そして、やがて明治政府は文化政策として明治23年に帝室技芸員という制度を始めたそうです。宮内大臣により任命された選択委員により作家が推薦され、帝室博物館館長の招集した会議によって任命される。定員は25名で、年金の他に下命された制作に対しては制作費が受給されたのだ、とか。
これらの人たちの絵画や制作工芸品がまた見事です。岸竹堂の「猛虎図」、今尾影年の「四時花木群蟲図」などにはまたまた驚かされました。こんな品々がいったいどこから出てくるのか。滋賀県立美術館、京都文化博物館、清水三年坂美術館など、地方にはこのような名品を所蔵している美術館があるんですねぇ。
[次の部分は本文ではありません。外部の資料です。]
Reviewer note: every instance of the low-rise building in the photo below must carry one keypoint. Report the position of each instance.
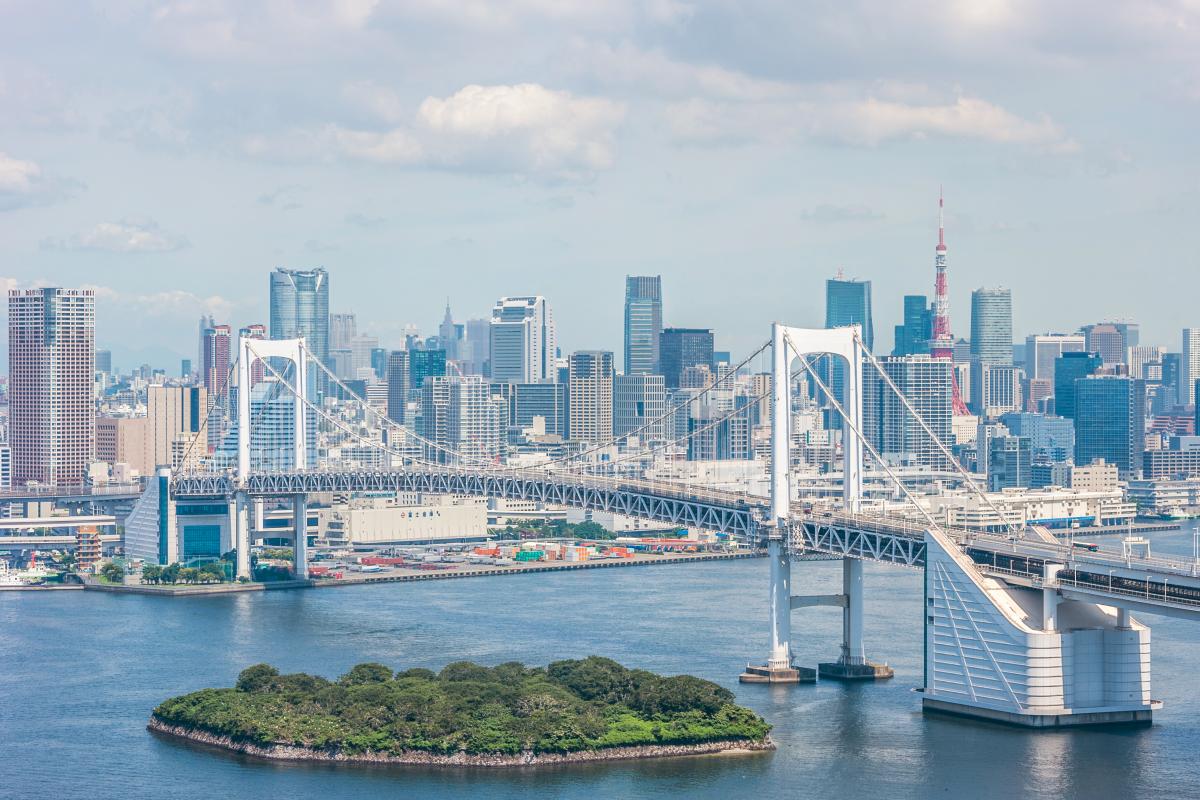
(382, 521)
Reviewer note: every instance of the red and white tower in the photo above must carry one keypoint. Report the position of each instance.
(942, 344)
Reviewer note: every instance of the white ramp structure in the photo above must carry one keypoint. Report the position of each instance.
(1024, 655)
(787, 344)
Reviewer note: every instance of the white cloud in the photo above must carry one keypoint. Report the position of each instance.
(23, 184)
(869, 121)
(125, 236)
(525, 128)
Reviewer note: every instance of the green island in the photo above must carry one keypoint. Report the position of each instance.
(589, 709)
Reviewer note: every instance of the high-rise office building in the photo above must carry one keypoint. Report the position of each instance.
(912, 336)
(681, 348)
(255, 331)
(177, 434)
(643, 324)
(523, 343)
(1110, 422)
(397, 385)
(216, 348)
(1189, 366)
(1051, 438)
(123, 439)
(849, 302)
(995, 389)
(460, 415)
(637, 402)
(475, 349)
(991, 325)
(1042, 349)
(888, 425)
(52, 362)
(1009, 463)
(424, 365)
(1068, 368)
(300, 308)
(1108, 340)
(342, 330)
(529, 401)
(589, 396)
(1140, 355)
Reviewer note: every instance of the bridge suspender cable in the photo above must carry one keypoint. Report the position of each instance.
(875, 453)
(934, 437)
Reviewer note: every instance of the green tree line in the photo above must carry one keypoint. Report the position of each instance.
(570, 705)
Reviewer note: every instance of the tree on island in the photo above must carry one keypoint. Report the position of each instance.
(113, 572)
(575, 705)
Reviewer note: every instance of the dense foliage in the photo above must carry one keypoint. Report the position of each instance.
(570, 705)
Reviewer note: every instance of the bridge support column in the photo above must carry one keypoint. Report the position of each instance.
(779, 668)
(300, 537)
(239, 531)
(852, 663)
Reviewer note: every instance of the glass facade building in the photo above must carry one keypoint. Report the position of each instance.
(300, 308)
(1068, 368)
(1110, 422)
(913, 335)
(52, 364)
(891, 427)
(991, 325)
(643, 324)
(681, 348)
(640, 401)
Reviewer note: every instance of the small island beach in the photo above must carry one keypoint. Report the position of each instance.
(467, 715)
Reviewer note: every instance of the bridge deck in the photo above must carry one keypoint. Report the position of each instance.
(1155, 581)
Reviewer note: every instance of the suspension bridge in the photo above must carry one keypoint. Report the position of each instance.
(1019, 626)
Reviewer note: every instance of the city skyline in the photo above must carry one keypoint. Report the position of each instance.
(641, 142)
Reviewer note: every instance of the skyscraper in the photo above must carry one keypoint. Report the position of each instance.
(681, 348)
(527, 401)
(255, 331)
(523, 343)
(991, 325)
(300, 308)
(643, 324)
(1068, 368)
(942, 343)
(175, 420)
(397, 385)
(888, 425)
(1108, 340)
(216, 348)
(589, 396)
(1189, 366)
(52, 361)
(459, 414)
(849, 302)
(342, 330)
(640, 401)
(912, 336)
(1110, 422)
(1042, 350)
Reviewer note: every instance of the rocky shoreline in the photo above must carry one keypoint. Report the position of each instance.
(420, 758)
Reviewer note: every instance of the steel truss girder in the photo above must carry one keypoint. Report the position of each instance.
(684, 512)
(813, 535)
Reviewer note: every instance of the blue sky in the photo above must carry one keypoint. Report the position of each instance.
(172, 152)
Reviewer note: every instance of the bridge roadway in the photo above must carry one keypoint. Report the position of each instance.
(1146, 583)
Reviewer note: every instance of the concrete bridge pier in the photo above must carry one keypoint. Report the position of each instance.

最後が横浜三溪園を創った原三溪(生糸輸出で儲けた実業家)がバックアップした芸術家たちの作品。これは横浜美術館が収集しているので、ぼくもよく知っている方たち、下村観山、今村紫紅、安田靫彦らの作品でした。


リンクをたどりました。一つ扉を開いて
別室へと入ってきたようです。
このふわふわとした心持ちはどこから
来るのかはわかりませんが、ディック
さんの別の姿なのでしょう。少しのぞ
き見をしている中にいるような感じで
す。
大・開港展。横浜の港が開かれてまだ
一世紀と半分です。しかし、その間に
色々なこと。ありすぎたのでしょうね。
いつも思うのですが、すべて歴史の中
で、その時々のちょっとした流れの変
化が大きくものの姿を変えるのだと言
うこと。そして、その変化の結果を見て
いるんだと言うこと。それを感じます。
大・開港展。なんとなく、歴史の流れの
いたずらを想像するより、とにかく結果を
見て楽しんだ方が良いようですね。
どうも、説明ですと、すごそうな内容です。